Yes, we did our first call for projects in 2020, in which we selected eight projects that we coached and mentored. It was more generic and targeted all industries, so we wanted to do a more specific version this time. We collaborated with the Luxembourg Sustainable Finance Initiative (LSFI) and selected SDGs, specifically those working on scope 3 emissions (indirect greenhouse gas emissions), pricing biodiversity and assessing data on social dimensions. We will announce the selected projects with LSFI soon and will mentor them in the coming months.
What else are you working on?
We have the Luxembourg Blockchain Week coming up October 9–13, and are also creating courses for the Digital Learning Hub. We’ve created four learning tracks for IT staff, the general public, the legal community and entrepreneurs. In addition to that, we are in discussion with various stakeholders to assess potential use cases.

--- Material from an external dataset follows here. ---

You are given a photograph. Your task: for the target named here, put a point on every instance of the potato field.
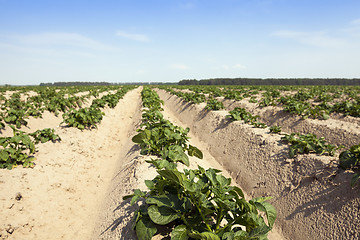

What is the status of blockchain in Europe?
We are waiting for European-level legislation that will provide comfort to financial institutions and give us more space to experiment, especially in the fund industry. It will enter into force later this year or early next year. Countries outside of Europe are already active in developing digital assets in the financial industry. In Luxembourg, as a fund center, it’s urgent that we are moving forward.
What are your goals for the Lab?
I’d like everyone to better understand the technology and not make that mistake that blockchain equals bitcoin. I would love to see national projects from various actors in Luxembourg deliver positive outcomes to the citizens, industry and economy. As a small country, we can prove that it’s possible to do this with regulations in mind and still have an impact.